Paylaş
Ben ilkokulu Nilüfer Hatun İlkokulu'nda okudum.
Okulun üç taraçadan oluşan büyük bir bahçesi vardı.
Üç bahçe de bizimdi.
1970'lerde ben mezun olduktan sonra üç bahçeden birini Milli Eğitim Müdürlüğü alıp orada kendi binasını kurdu.
Kaldı geriye iki bahçe.
1990'larda parasız kalan eğitime otopark gelirini enjekte etmeye karar verdiler.
Gitti okulumun geriye kalan bahçeleri!
Şimdi oraları otopark oldu.
Sadece benim okulumun değil, bütün okulların kısa tarihi işte bu.
Binalar bürokrasiye takıldı
Evinde az-çok hasar olan herkes birbirine ve bize aynı soruyu soruyor:
Şimdi ne olacak? Evimizi tamir edebilir miyiz? Nasıl? Kime?
Çoğu insan, devletten bir yardım filan beklemiyor. Başının çaresine bakacak, parasını vermeye razı.
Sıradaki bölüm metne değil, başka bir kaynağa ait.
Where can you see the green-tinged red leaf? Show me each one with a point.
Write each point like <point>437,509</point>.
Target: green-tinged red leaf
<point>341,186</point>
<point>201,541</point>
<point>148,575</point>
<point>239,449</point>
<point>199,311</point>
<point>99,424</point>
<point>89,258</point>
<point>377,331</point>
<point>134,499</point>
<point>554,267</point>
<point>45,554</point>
Arkadaşımız Sevinç Yavuz günlerdir bu soruların cevabını araştırıyor.
Ne yazık ki size öncelikle şunu söyleyebiliriz: Bu soruların cevabını henüz hiç kimse bilmiyor. Öğrenebildiklerimizi ise bugün size aktarıyoruz.
Ancak bir gerçek var ki, o da, evlerinde hafif hasar olanların bu sorunu kendi kendilerine çözümlemek zorunda kalacakları.
İkinci önemli gerçek, bu bina meselesinin Marmara Bölgesi'ni haftalarca ve aylarca meşgul edeceği. Yıkılması gereken binalar hakkındaki kesin karar bile ancak haftalar sonra kesinleşecek.
Bir başka sorun, bütün kontrolün Bayındırlık Bakanlığı tarafından ele alınmış olması. Bu da işleri büsbütün geciktiriyor.
Ama Bakanlık tek başına her işe yetişemez. Eninde sonunda elindeki bu denetim ve uygulama yetkisini dağıtmak zorunda kalacaktır.